Summarize

OpenAI to disclose AI training data in copyright infringement lawsuit

By Akash Pandey

Sep 26, 2024

11:36 am

What's the story

OpenAI, a leading artificial intelligence (AI) developer, has agreed to disclose the training data used for its generative AI models.

This decision comes in response to a copyright infringement lawsuit filed by several authors including Paul Tremblay, Sarah Silverman, Michael Chabon, David Henry Hwang, and Ta-Nehisi Coates.

The plaintiffs allege that OpenAI's models were trained on their copyrighted books without permission.

Legal battle

Authors allege copyright violation

The authors claim that OpenAI's models reproduce their words, violating US copyright law and California's unfair competition rules.

Their individual lawsuits have been consolidated into a single claim.

This is not the first time OpenAI has faced such allegations, with similar claims being made by other plaintiffs earlier this year.

Anthropic, another AI developer, was also sued on similar grounds.

Data disclosure

Court order outlines strict access conditions to OpenAI's data

US Magistrate Judge Robert Illman has issued an order outlining the protocols and conditions for the plaintiffs' attorneys to access OpenAI's training data.

The court order treats this data as sensitive source code or a proprietary business process, and sets strict rules for its examination.

It is believed that models like ChatGPT (GPT-3.5, GPT-4, etc.) relied heavily on publicly accessible data.

Examination protocol

Training data to be examined under some conditions

According to Judge Illman's order, "Training data shall be made available by OpenAI in a secure room on a secured computer without internet access or network access to other unauthorized computers or devices."

The order also prohibits recording devices in the secure room and allows OpenAI's legal team to inspect any notes taken during the examination.
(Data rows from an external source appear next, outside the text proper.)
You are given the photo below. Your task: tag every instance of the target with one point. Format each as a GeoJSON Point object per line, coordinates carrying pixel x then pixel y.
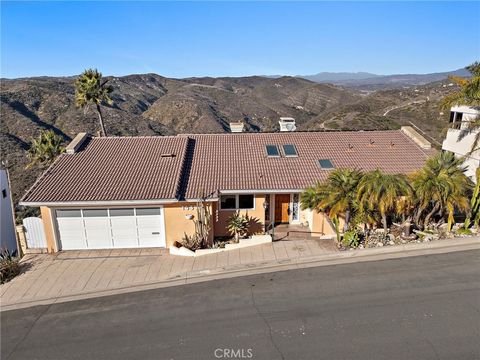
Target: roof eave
{"type": "Point", "coordinates": [97, 203]}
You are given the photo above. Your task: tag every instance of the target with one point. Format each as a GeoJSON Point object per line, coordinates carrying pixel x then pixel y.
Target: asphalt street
{"type": "Point", "coordinates": [425, 307]}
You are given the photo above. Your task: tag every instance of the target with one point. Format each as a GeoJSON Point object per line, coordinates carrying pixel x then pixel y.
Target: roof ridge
{"type": "Point", "coordinates": [287, 132]}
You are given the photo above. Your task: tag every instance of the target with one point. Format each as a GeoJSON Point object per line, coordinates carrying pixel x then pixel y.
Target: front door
{"type": "Point", "coordinates": [282, 203]}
This level of secrecy is likely due to potential legal liability concerns.

Defense strategy

OpenAI maintains its use of copyrighted content is fair

Despite facing numerous copyright claims, OpenAI continues to assert that its use of copyrighted content qualifies as fair use and is legally defensible.

The company's attorneys argue that if the plaintiffs' books were used to train their models, it would be considered transformative fair use.

They further contend that generative AI is about creating new content rather than reproducing training data.

Legal interpretation

Attorneys argue AI models create new content

OpenAI's legal team argues that their models do not infringe copyright as they merely extract statistical data during training.

They state, "The purpose of those models is not to output material that already exists; there are much less computationally intensive ways to do that."

Instead, they claim these models generate new material based on an understanding of language and reasoning.